Racial Privilege on Full Display in NY Times’s “Why We Travel”

By Guest Columnist Apr 10, 2009

Click to enlarge. by Ian Lovett The New York Times Travel section’s most recent slide show, “Why We Travel,” adds 13 new slides and captions to last year’s slide show of the same name. Unfortunately, “Why We Travel” conveys the very worst of Western attitudes about travel, developing countries, and Otherness. Of the 62 travelers featured, 57 hail from the United States, Canada, Australia, or Europe.

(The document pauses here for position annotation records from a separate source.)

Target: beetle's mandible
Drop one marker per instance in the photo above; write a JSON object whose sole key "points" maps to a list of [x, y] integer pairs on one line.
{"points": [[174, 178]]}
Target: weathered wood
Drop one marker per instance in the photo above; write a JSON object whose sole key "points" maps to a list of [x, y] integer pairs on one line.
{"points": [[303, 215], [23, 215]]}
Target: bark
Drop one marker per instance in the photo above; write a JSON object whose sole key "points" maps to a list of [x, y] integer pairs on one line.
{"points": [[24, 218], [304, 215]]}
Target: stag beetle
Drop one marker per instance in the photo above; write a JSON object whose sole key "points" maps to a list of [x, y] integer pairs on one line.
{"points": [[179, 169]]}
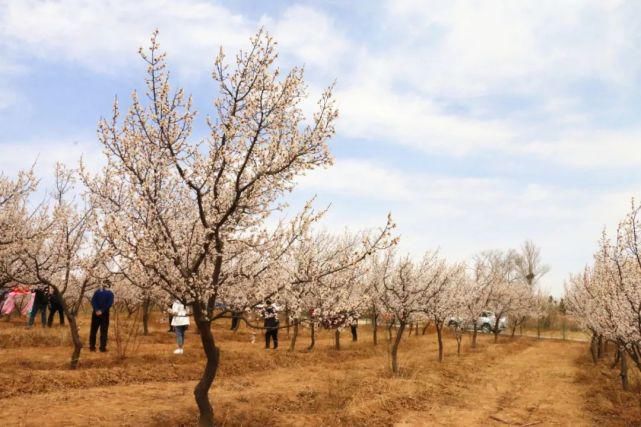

And of the other five, three now live at least part-time in the U.S., while the remaining two are the only travelers shown on religious pilgrimage. The “We” of “Why We Travel,” then, refers to Westerners…and white people. 55 of those same 62 travelers are white. One slide, in particular, epitomizes the show’s disinterest in people of color. It shows two white American women in a Tokyo metro station, separated by one seat from two Japanese men. “Amanda Barden Stradling, 25, right,” the caption reads. Except she’s not on the right; the Japanese men are—she is second from the left, right only of her sister. Such active blindness portrays travel as a privilege reserved for a specific class of people. The many shots of white vacationers luxuriating in developing countries with no locals in sight reinforces this interpretation. As does another telling slide, which depicts a white Australian man photographing a young Pakistani girl in a dress traditional, calling her a “sort of tribal people.” That is, Westerners partake, while people of developing countries are partaken of, just like the landscapes and architecture shown in other slides. The even more insidious subtext of featuring white people almost exclusively in a show titled “Why We Travel” is that, "This is how and why We travel—They must travel differently." Although a majority of the Taj Mahal’s visitors are, in fact, Indian, this slideshow profiles a young Danish woman’s trip to the famous tomb, while the only Indian traveler profiled is shown on a religious pilgrimage, not visiting the Taj. All of which reinforces an idea of the Other that travel can, at its best upend. Ian Lovett is a freelance writer based in Los Angeles.